ブーム終焉とコロナで迷走する社内 まずは社員のブランド認識の統一から
角田 現職の着任前、私はもともと「サブウェイ」で社長をしていました。2021年2月にゴンチャでCEOをしていた原田さんが突然辞任することになり、そのタイミングでゴンチャからお声がけをいただきました。しかしすぐにサブウェイを辞められる状況ではなかったため、時間に猶予をいただくことを前提に2021年10月に着任しました。
移籍の話をいただいてから改めてゴンチャの店舗を何店舗か現地調査をしたのですが、ガスを使わず電気だけで運営でき、6〜30坪まで店舗のバラエティがあり、パッケージとしてとても秀逸だと思いました。またまだ日本にティーカフェという存在がなく、新しいカテゴリーを作るチャレンジができることにも面白さを感じました。そしてグローバルブランドでありながら、まだ新しいブランドのため、自分で創り上げる余地があることに魅力を感じ、引き受けることを決めたのです。
野村 私は大学卒業後、キリンビールに入社し、近畿統括本部に配属。量販営業を担当していました。その後、会社からの勧めもありMBAを取得しました。取得後に本社配属になり、そこからマーケ人生が始まったのです。約15年間勤め、育てていただいたキリンビールへの想いは今でも強く、大好きな会社です。
その後、いくつかの企業を経て、縁あって2019年にバーガーキングに入社しました。ちょうど大きな組織変更が行われるようなタイミングで。入ってみると社内の体制が整っておらず、ヤバいところに来てしまったなと(笑)。でも3年間という短いスパンの中ですでに何度も転職をしていたので、とりあえずこのバーガーキングで頑張ろうと思い、その結果今年社長に就任しました。

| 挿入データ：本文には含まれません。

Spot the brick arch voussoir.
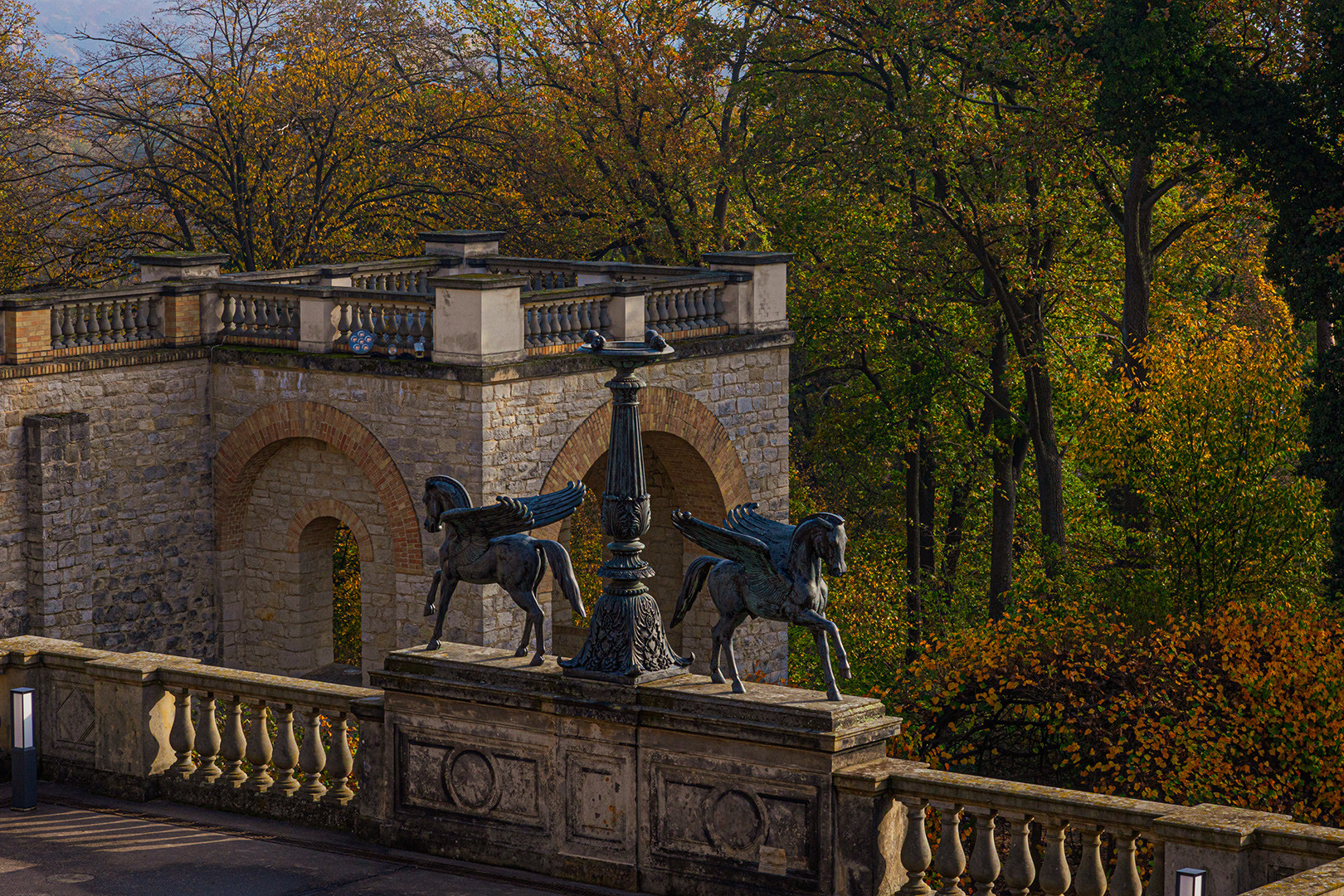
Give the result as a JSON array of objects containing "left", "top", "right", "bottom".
[
  {"left": 214, "top": 402, "right": 423, "bottom": 575},
  {"left": 285, "top": 499, "right": 373, "bottom": 560},
  {"left": 538, "top": 386, "right": 752, "bottom": 538}
]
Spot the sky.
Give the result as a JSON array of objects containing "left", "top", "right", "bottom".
[{"left": 26, "top": 0, "right": 163, "bottom": 59}]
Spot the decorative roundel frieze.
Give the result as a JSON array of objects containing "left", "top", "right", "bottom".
[
  {"left": 704, "top": 785, "right": 770, "bottom": 855},
  {"left": 349, "top": 329, "right": 373, "bottom": 354},
  {"left": 444, "top": 747, "right": 500, "bottom": 811}
]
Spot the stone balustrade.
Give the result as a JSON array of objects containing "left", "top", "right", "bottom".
[
  {"left": 835, "top": 759, "right": 1344, "bottom": 896},
  {"left": 0, "top": 636, "right": 1344, "bottom": 896},
  {"left": 0, "top": 237, "right": 791, "bottom": 365},
  {"left": 0, "top": 636, "right": 382, "bottom": 818}
]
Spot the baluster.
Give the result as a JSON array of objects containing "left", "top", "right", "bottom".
[
  {"left": 969, "top": 807, "right": 1000, "bottom": 896},
  {"left": 323, "top": 712, "right": 355, "bottom": 806},
  {"left": 191, "top": 690, "right": 219, "bottom": 785},
  {"left": 1074, "top": 827, "right": 1106, "bottom": 896},
  {"left": 674, "top": 289, "right": 689, "bottom": 330},
  {"left": 271, "top": 704, "right": 299, "bottom": 796},
  {"left": 168, "top": 688, "right": 197, "bottom": 779},
  {"left": 933, "top": 803, "right": 967, "bottom": 896},
  {"left": 536, "top": 305, "right": 555, "bottom": 345},
  {"left": 219, "top": 694, "right": 247, "bottom": 787},
  {"left": 75, "top": 305, "right": 91, "bottom": 345},
  {"left": 299, "top": 707, "right": 327, "bottom": 802},
  {"left": 1000, "top": 813, "right": 1036, "bottom": 896},
  {"left": 108, "top": 301, "right": 126, "bottom": 343},
  {"left": 243, "top": 700, "right": 275, "bottom": 794},
  {"left": 1036, "top": 818, "right": 1074, "bottom": 896},
  {"left": 93, "top": 302, "right": 111, "bottom": 345},
  {"left": 900, "top": 799, "right": 933, "bottom": 896},
  {"left": 1107, "top": 830, "right": 1139, "bottom": 896},
  {"left": 136, "top": 298, "right": 153, "bottom": 343}
]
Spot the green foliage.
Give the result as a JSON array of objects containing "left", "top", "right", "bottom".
[{"left": 332, "top": 523, "right": 362, "bottom": 666}]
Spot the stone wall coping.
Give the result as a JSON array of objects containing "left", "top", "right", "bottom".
[
  {"left": 700, "top": 251, "right": 793, "bottom": 267},
  {"left": 130, "top": 252, "right": 228, "bottom": 267},
  {"left": 1242, "top": 859, "right": 1344, "bottom": 896},
  {"left": 213, "top": 330, "right": 794, "bottom": 382},
  {"left": 0, "top": 278, "right": 165, "bottom": 312},
  {"left": 371, "top": 644, "right": 900, "bottom": 752},
  {"left": 0, "top": 635, "right": 382, "bottom": 712}
]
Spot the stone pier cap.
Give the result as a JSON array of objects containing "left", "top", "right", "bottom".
[{"left": 371, "top": 644, "right": 900, "bottom": 753}]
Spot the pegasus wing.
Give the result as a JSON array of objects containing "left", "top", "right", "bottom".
[
  {"left": 438, "top": 499, "right": 533, "bottom": 564},
  {"left": 723, "top": 501, "right": 797, "bottom": 547},
  {"left": 522, "top": 482, "right": 587, "bottom": 529},
  {"left": 672, "top": 510, "right": 793, "bottom": 605}
]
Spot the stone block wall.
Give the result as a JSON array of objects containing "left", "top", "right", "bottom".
[
  {"left": 0, "top": 337, "right": 787, "bottom": 679},
  {"left": 0, "top": 349, "right": 217, "bottom": 655}
]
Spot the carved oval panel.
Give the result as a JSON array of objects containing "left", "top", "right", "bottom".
[
  {"left": 444, "top": 747, "right": 500, "bottom": 810},
  {"left": 704, "top": 785, "right": 770, "bottom": 853}
]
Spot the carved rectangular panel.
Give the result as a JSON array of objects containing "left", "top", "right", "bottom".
[
  {"left": 47, "top": 679, "right": 98, "bottom": 760},
  {"left": 564, "top": 752, "right": 635, "bottom": 845},
  {"left": 649, "top": 763, "right": 821, "bottom": 876},
  {"left": 397, "top": 728, "right": 548, "bottom": 829}
]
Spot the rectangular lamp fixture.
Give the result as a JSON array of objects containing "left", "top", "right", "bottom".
[
  {"left": 9, "top": 688, "right": 37, "bottom": 750},
  {"left": 1176, "top": 868, "right": 1205, "bottom": 896}
]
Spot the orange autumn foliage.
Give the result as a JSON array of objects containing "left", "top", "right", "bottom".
[{"left": 887, "top": 601, "right": 1344, "bottom": 825}]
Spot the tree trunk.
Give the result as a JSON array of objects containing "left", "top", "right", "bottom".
[
  {"left": 906, "top": 447, "right": 923, "bottom": 662},
  {"left": 919, "top": 436, "right": 937, "bottom": 577},
  {"left": 1119, "top": 152, "right": 1153, "bottom": 382}
]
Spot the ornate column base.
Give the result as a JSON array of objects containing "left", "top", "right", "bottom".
[{"left": 561, "top": 586, "right": 695, "bottom": 685}]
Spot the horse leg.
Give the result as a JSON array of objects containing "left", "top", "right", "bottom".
[
  {"left": 713, "top": 612, "right": 747, "bottom": 694},
  {"left": 794, "top": 610, "right": 850, "bottom": 700},
  {"left": 514, "top": 617, "right": 533, "bottom": 657},
  {"left": 429, "top": 575, "right": 457, "bottom": 650},
  {"left": 509, "top": 591, "right": 546, "bottom": 666},
  {"left": 425, "top": 570, "right": 444, "bottom": 616}
]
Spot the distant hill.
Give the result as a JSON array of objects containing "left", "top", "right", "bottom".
[{"left": 26, "top": 0, "right": 163, "bottom": 59}]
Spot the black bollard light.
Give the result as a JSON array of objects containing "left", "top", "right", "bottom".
[{"left": 9, "top": 688, "right": 37, "bottom": 811}]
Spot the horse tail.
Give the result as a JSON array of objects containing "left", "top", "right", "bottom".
[
  {"left": 536, "top": 538, "right": 587, "bottom": 619},
  {"left": 672, "top": 558, "right": 719, "bottom": 627}
]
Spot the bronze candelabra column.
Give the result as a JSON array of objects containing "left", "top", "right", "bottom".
[{"left": 561, "top": 338, "right": 695, "bottom": 684}]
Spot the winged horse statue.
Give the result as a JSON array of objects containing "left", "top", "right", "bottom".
[
  {"left": 672, "top": 504, "right": 850, "bottom": 700},
  {"left": 425, "top": 475, "right": 587, "bottom": 666}
]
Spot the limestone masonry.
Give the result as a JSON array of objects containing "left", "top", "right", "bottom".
[{"left": 0, "top": 231, "right": 791, "bottom": 679}]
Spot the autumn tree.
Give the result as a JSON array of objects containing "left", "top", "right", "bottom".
[{"left": 47, "top": 0, "right": 505, "bottom": 270}]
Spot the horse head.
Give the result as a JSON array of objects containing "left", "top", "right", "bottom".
[{"left": 789, "top": 514, "right": 850, "bottom": 575}]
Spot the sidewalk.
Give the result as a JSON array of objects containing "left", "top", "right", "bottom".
[{"left": 0, "top": 783, "right": 640, "bottom": 896}]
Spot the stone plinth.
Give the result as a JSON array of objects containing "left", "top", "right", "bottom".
[{"left": 360, "top": 644, "right": 899, "bottom": 894}]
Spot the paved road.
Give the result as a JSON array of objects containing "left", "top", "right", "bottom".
[{"left": 0, "top": 785, "right": 631, "bottom": 896}]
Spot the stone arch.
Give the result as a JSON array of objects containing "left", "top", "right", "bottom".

角田 私が着任した時も、タピオカブームのバブルが弾けて売上が下がっているところに、さらにコロナがヒットし、社員が迷走気味でした。まだ日本に上陸して5年ほどしか経っていないのに、社長が3人代わっていましたし、どうなるんだろうという空気が流れていましたね。フランチャイジーさんたちも1日70万円売れていたところから、一気に3分の1にまで下がり、全体的に大きな不安が募っていたのです。
ゴンチャはタピオカ店として認知が広がってしまったのですが、当時の社内は目指す方向性もバラバラ。スイーツベースのブランド、お茶版のスタバ、特に意志を持っていないという層に分かれており、「改めてティーブランドを目指すんだ」と、社内の意識を統一することにまずは注力しました。
またどのビジネスでも前年をベースに経営計画を立てると思いますが、ゴンチャは日本に上陸してすぐにタピオカブームの恩恵を受け、その後コロナ下になったため、ベースになるものがなかった。ですから着任1年目は、ベースを作ることにフォーカスをしました。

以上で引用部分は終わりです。